They are remarkable birds with such grace and inherent beauty. But what is even more inspiring is their story.

Some twenty years ago, these birds were hunted to extinction in our part of the UK, as it was believed they, being ‘birds of prey’, took young lambs and small dogs. Not true. Although they are ‘raptors’ they mainly eat carrion i.e. meat already dead. They only revert to live prey in extremis.

So, just over ten years ago two pairs of young kites from northern Scotland, where their numbers were almost too high, were reintroduced to my area of England.

It obviously suited them, as now we have more than twenty pairs. Sometimes I can see almost all of them climbing a thermal outside my home. Making the sky look like a wonderful ocean pool for them.

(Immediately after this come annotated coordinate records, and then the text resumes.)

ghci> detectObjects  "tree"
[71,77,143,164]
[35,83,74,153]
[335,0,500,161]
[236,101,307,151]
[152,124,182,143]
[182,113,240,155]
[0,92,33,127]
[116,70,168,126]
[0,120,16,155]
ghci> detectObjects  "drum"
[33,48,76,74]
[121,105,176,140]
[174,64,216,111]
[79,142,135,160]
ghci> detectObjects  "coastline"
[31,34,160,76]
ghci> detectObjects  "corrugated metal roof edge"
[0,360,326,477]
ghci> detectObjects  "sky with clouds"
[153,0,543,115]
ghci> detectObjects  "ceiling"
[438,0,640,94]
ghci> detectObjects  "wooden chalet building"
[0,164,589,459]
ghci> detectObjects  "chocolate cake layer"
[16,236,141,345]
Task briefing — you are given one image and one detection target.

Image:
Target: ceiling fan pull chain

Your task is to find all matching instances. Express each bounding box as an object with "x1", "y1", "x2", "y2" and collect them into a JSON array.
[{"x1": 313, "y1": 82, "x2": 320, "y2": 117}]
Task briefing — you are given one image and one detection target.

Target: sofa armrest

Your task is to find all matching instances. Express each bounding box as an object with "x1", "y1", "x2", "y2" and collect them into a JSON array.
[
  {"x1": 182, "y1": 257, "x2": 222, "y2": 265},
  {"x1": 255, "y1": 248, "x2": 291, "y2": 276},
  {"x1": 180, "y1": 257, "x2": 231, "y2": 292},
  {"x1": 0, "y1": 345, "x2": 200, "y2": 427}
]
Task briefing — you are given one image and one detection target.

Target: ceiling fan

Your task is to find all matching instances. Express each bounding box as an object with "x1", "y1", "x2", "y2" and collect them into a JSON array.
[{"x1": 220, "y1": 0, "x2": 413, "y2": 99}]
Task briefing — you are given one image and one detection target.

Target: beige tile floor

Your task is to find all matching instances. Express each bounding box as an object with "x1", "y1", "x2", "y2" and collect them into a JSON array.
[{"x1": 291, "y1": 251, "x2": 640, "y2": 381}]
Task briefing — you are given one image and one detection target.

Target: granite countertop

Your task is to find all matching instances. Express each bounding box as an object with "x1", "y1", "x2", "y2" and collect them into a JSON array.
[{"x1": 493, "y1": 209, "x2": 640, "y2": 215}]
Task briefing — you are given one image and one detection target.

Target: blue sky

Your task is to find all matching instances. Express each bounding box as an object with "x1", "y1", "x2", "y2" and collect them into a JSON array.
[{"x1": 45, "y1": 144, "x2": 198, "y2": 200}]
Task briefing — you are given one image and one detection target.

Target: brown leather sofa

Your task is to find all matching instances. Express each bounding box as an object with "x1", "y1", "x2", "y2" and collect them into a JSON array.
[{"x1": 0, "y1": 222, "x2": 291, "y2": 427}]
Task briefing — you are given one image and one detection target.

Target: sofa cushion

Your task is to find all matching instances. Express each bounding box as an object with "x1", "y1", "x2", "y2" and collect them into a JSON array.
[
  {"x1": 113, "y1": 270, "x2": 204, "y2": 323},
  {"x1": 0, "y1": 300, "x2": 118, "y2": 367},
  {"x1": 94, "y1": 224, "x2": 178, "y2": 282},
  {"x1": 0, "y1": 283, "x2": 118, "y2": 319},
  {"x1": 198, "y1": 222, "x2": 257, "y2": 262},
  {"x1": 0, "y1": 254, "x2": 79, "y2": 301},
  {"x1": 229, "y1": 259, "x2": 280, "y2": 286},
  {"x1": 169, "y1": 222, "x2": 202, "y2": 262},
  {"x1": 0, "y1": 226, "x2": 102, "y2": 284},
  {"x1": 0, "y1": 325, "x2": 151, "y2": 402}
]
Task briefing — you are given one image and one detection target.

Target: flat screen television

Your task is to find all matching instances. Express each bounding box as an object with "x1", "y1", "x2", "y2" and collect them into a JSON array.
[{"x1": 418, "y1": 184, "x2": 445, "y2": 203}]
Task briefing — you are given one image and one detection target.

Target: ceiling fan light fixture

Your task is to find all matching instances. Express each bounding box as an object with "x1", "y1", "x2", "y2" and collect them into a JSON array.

Not only does their inspiring recovery remind me that a significant planned change can prove highly beneficial, but also that ‘Life’ is a precious thing to be valued.

Many talk about ‘work-life balance’ as if life and work are different things. Work is only a subset of life. Work should always know its place and you should never let it take over.

Remember the Red Kites of Thames Valley. Sometimes allow yourself to soar on thermals, sometimes plan radical changes and always, always, remember to stop, listen to the bird song, then breathe deeply. You can be certain that ‘work’ will benefit too.